Mezopotamya Ajansından Aydın Atay'ın haberine göre iddianamede, Özdemir'in katıldığı açıklama, anma, cenaze töreni, taziye, kongre ve seçim çalışmalarından oluşan 22 etkinlik, Mezopotamya Yakınlarını Kaybeden Ailelerle Yardımlaşma Dayanışma ve Kültür Derneğine (MEYA-DER) üye olması ve bir "gizli tanığın" aleyhine verdiği ifade suçlama konusu yapıldı.

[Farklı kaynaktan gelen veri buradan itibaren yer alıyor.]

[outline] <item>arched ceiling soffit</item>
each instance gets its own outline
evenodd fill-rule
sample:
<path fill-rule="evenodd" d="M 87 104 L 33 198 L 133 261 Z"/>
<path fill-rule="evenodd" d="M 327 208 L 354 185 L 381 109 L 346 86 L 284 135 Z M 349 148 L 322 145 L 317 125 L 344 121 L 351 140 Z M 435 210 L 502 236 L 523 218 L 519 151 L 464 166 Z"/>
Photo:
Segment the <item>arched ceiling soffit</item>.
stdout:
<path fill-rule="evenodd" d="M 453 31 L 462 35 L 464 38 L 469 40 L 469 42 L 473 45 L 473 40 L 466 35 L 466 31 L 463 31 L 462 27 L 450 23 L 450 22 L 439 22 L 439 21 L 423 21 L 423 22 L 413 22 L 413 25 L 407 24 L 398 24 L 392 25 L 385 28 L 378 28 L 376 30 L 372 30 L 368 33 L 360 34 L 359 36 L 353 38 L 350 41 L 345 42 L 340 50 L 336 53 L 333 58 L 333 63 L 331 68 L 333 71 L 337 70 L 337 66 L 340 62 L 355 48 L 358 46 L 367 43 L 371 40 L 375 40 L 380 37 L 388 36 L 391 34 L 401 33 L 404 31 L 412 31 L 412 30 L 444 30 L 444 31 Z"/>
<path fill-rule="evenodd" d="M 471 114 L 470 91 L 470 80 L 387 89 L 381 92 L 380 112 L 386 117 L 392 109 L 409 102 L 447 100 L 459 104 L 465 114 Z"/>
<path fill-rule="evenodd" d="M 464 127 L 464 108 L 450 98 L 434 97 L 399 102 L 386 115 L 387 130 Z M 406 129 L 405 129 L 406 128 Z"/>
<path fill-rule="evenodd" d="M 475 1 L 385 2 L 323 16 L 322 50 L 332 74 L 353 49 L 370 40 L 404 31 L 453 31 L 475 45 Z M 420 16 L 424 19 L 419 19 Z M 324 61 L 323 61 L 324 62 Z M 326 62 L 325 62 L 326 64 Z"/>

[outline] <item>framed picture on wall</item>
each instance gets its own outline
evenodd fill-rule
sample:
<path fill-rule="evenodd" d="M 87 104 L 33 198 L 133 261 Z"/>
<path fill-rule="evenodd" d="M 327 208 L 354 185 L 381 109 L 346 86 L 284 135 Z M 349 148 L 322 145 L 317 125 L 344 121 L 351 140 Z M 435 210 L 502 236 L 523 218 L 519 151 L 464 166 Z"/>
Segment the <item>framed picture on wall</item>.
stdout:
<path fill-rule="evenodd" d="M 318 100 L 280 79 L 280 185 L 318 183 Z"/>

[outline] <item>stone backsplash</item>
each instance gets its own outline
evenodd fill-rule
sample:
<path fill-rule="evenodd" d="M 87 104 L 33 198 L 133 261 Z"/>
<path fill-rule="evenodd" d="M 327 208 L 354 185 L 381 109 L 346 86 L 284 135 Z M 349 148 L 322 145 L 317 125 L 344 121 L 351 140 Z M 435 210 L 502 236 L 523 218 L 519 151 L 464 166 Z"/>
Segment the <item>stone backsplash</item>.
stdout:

Özdemir'in katılmasının suçlama konusu yapıldığı etkinlikler arasında HDP Gençlik Meclisinin 2. Olağan Kongresi de bulunuyor. Kürt partileri arasında yapılan seçim ittifakının "PKK'nin 'Bağımsız Birleşik Kürdistan' hedefi doğrultusunda kurulduğu" savunulan iddianamede, Özdemir'in ittifaka dair HDP Eş Genel Başkanları Pervin Buldan ve Sezai Temelli'nin yaptığı açıklamaya katılması suçlama konusu oldu.

Yine iddianamede Özdemir'in Demokratik Toplum Kongresi (DTK) toplantısına, Leyla Güven'in açık grevine ilişkin kadınların yaptığı açıklamaya, HDP Eş Genel Başkanları Buldan ve Temelli'nin "Kayyum Raporu" açıklamasına, Diyarbakır Büyükşehir Belediyesi Eş Başkanı Selçuk Mızraklı'nın görevden alınmasına ilişkin açıklamaya katılması da suç gibi gösterildi.

Yine, Özdemir'in Twitter ve Facebook hesaplarından 2013 ile 2019 yılları arasında yapılan 3 paylaşımla "örgüt propagandası” yaptığı savunuldu.

Gizli tanık ifadesi

Özdemir'in "terör örgütü üyesi” olduğu suçlaması ise Özdemir'in ismini dahi bilmeyen bir gizli tanığın ifadesi de dayandırıldı. İddianamede “Tosun” kod adli gizli tanığın 1 Aralık 2017'de verdiği iddia edilen şu ifadeye yer verildi:

"Ben bu şahsı ismen tanımam. Açık kimlik bilgilerini buradan sizlerden Cemal Özdemir... şahıs olarak öğrendim. Bu şahıs DTK üyesidir. Bu şahıs il genelinde siyasi kimliğini kullanarak ve terör örgütünün kırsal alanı ile irtibatlı olarak YDG-H ve YPS mensubu şahıslara, para, silah, mühimmat, patlayıcı madde vb. örgütsel malzemelerin teminini sağlar."

"Nitelik bakımından vahim olan silah veya mermileri satın alınması taşınması bulundurulması" ve "Tehlikeli maddeleri izinsiz olarak bulundurma veya el değiştirme" suçlamaları da iddianamede yer alan en dikkati çekici iddialardan.

Söz konusu iddialarda, içinde silah yakalanan bir aracın önünde bulunan bir başka araçta "Sn. DBP Sur İlçe" yazılı bir zarf bulunduğu ve bu zarfta Cemal Özdemir'in parmak izinin olduğu belirtilerek, zarfın bulunduğu aracın silah taşıyan araca gözcülük yaptığı ileri sürüldü.

9 Eylül 2015'te yaşandığı belirtilen olayda, söz konusu araçların kaçar dakika arayla durdurulduğu, Özdemir'in söz konusu araçlarla bağlantısı, her iki araçtakilerin bir biriyle bağlantılarına yer verilmezken, o dönemde HDP Sur İlçe yönetiminde bulunan Özdemir'in "Sn. DBP Sur İlçe" yazılı zarfta parmak izi bulunması nedeniyle 9 ile 18 yıl arası değişen hapsi cezası isteniyor.